Until now, the pre-Pleistocene record of the bovid tribe Hippotragini was rather poor. Two new taxa are described from the late Miocene of Toros-Menalla in northern Chad, which yielded the earliest known hominid, Sahelanthropus tchadensis. Tchadotragus sudrei n.gen. n.sp. is known by complete skulls and numerous horn-cores. It has typical hippotragine features such as long slender, curved horn-cores, weak cranial flexure, large frontal sinus, and hippotragine-like dentition, and is here taken as a basal member of the tribe, branching before the divergence between Oryx-Praedamalis and Hippotragus s.l.

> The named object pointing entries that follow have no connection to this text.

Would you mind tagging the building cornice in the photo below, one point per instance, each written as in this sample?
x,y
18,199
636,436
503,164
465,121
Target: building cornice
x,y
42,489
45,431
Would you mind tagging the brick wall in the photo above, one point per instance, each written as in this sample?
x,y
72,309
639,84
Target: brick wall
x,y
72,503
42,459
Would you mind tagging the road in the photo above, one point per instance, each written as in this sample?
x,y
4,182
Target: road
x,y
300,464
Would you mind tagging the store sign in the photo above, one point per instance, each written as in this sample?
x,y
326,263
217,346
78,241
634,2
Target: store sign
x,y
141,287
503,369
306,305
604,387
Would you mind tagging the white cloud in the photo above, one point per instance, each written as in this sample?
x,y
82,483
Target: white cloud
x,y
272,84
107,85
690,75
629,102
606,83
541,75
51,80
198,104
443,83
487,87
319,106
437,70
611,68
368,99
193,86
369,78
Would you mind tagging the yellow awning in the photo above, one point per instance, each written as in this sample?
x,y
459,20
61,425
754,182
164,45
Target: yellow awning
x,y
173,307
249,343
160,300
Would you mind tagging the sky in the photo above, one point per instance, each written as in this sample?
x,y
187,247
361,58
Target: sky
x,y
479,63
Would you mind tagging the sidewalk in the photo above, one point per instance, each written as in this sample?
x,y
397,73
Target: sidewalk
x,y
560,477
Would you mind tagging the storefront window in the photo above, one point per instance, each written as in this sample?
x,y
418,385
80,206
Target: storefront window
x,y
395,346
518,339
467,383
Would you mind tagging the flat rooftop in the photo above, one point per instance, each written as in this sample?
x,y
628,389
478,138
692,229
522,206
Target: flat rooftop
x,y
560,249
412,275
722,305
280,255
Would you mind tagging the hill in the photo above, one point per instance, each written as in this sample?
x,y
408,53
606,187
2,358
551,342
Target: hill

Saheloryx solidus n.gen. n.sp. is less well-known; it differs mainly by the lack of sinus in the frontal and horn-cores, shorter horn-cores, and rounded brain-case, but it shares with Tchadotragus a large number of features that prompt us to classify it also at the base of the hippotragine tree, perhaps as the sister-taxon of Tchadotragus. No other African taxon looks like Saheloryx, and the only one similar to Tchadotragus is from Sahabi, Libya. The abundance of hippotragines sharply distinguishes Toros-Menalla from the East African late Miocene bovid faunas.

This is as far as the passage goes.